0
votes

If we have a raster, say of integer elevation data for a country, and one polygon shapefile, say discretizing 300 river basins in that country, with a unique name for each, how would we most easily get output like this for them all?

basinID, gridcellelev
a, 320
a, 321
a, 320
b, 17
b, 18
b, 19

The most burdensome way seems to be filtering/converting the single shapefile into 300 shapefiles, clipping the raster 300 times into 300 uniqueID rasters, reading them back in, generating individual tables for each basin, then rbind()ing them all together.

On the other hand the ideal way seems to be skipping the file generation, not saving the xy data, and creating the same table from just using one raster and one shapefile - by somehow selecting the cells within a basin, stamping them with the basinID, creating a table, losing the coordinates, and keep iterating and appending that table until the 300th basin.

I'm not looking for any statistics, just the raw data listing of the grid cell elevations that would have been part of some standard clip method. I believe the standard raster clip attribute table output that comes out of ArcMap is not the raw data but the counts/frequency of the cells. That would work too.

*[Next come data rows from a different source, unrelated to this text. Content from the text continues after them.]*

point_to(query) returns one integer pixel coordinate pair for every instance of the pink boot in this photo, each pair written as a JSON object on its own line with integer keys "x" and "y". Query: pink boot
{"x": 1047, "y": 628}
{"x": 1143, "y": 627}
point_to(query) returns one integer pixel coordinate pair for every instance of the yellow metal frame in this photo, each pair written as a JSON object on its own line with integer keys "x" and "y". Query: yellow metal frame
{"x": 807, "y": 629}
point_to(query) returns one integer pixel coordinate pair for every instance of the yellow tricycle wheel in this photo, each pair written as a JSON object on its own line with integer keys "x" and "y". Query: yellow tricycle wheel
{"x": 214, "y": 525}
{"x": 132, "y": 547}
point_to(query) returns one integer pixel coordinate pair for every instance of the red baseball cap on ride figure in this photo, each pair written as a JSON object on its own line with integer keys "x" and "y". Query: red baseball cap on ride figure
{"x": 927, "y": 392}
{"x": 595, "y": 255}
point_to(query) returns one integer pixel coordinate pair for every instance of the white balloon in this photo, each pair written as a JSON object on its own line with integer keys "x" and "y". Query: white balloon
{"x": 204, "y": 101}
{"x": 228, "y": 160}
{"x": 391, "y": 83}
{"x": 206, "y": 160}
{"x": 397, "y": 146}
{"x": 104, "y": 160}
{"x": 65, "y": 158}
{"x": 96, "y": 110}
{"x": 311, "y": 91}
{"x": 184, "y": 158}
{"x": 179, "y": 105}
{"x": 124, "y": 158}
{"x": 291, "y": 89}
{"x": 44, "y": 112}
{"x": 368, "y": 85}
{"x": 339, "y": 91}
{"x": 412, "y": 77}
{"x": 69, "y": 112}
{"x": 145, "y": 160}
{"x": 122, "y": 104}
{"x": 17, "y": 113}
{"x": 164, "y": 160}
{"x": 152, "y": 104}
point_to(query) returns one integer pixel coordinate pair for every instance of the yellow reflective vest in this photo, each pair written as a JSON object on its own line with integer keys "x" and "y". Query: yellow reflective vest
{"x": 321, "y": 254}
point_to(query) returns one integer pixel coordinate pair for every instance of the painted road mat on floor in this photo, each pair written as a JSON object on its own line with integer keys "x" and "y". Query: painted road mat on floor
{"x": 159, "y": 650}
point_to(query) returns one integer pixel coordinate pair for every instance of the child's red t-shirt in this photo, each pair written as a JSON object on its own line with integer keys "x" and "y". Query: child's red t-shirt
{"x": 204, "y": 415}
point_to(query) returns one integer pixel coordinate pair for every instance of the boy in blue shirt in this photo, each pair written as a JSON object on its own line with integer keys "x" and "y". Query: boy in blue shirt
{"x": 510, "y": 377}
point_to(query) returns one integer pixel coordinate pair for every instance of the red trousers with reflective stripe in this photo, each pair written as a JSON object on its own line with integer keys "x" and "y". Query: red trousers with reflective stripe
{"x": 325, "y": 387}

I don't know to minimally reproduce a raster and a polygon shapefile, so I'd just be grateful for any tips/libraries/functions/examples. As a starting point:

library(tidyverse)
library(raster)
library(rgdal)
library(sf)

elev_raster <- raster("spain_elev_meters.tif") #integer raster
basins <- readOGR("spainbasins.shp", "spainbasins") %>% st_as_sf() #unique basin ID column: `basinID` 

unless other starting formats are suggested.

Any tips greatly appreciated!

1

1 Answers

1
votes

I think you would find the answer if you did you do a search for "extract raster shapefile"

Example data:

library(raster)
p <- shapefile(system.file("external/lux.shp", package="raster"))
r <- raster(p)
values(r) <- 1:ncell(r)

p has 12 polygons

p
#class       : SpatialPolygonsDataFrame 
#features    : 12 
#extent      : 5.74414, 6.528252, 49.44781, 50.18162  (xmin, xmax, ymin, ymax)
#crs         : +proj=longlat +datum=WGS84 +no_defs +ellps=WGS84 +towgs84=0,0,0 
#variables   : 5
#names       : ID_1,     NAME_1, ID_2,   NAME_2, AREA 
#min values  :    1,   Diekirch,    1, Capellen,   76 
#max values  :    3, Luxembourg,   12,    Wiltz,  312

Solution 1. Extract the values and apply a function. For example mean

x <- extract(r, p, fun=mean, na.rm=TRUE)

Or like this

x <- extract(r, p)
v <- sapply(x, mean)

One value per polygon

v
#[1] 14.00000 43.40000 49.00000 36.00000 29.50000 59.00000 91.00000 71.83333
#[9] 73.50000 87.16667 78.50000 59.57143

Solution 2. To get the structure you asked for

x <- extract(r, p)
z <- do.call(rbind, lapply(1:length(x), function(i) cbind(i, x[[i]])))

Or like this

i <- sapply(x, length)
j <- rep(1:length(i), i)
z <- cbind(j, unlist(x))

colnames(z) = c("ID", "value")
head(z)
#     ID value
#[1,]  1     4
#[2,]  1     5
#[3,]  1    13
#[4,]  1    14
#[5,]  1    15
#[6,]  1    22
tail(z)
#      ID value
#[51,] 12    55
#[52,] 12    56
#[53,] 12    57
#[54,] 12    64
#[55,] 12    65
#[56,] 12    66

Later (see question in discussion)

To get frequencies, you can use the list of extracted values and the table function.

With new example values to get some variation in the frequencies

values(r) <- rep(1:4, 25)

Now do

f <- extract(r, p, fun=function(i,...) table(i)) 

or in two steps:

x <- extract(r, p) 
ff <- lapply(x, table)

You get a table for each layer

ff[1:2]
#[[1]]
#1 2 3 4 
#3 2 1 1 

#[[2]]
#1 2 3 4 
#1 1 2 1 

Another way to get this result is to use what I did above

x <- extract(r, p)
z <- do.call(rbind, lapply(1:length(x), function(i) cbind(i, x[[i]])))

Followed by

fff <- tapply(z[,2], z[,1], table)

If you want to manipulate these further, write a function for that and use it with lapply or a for loop.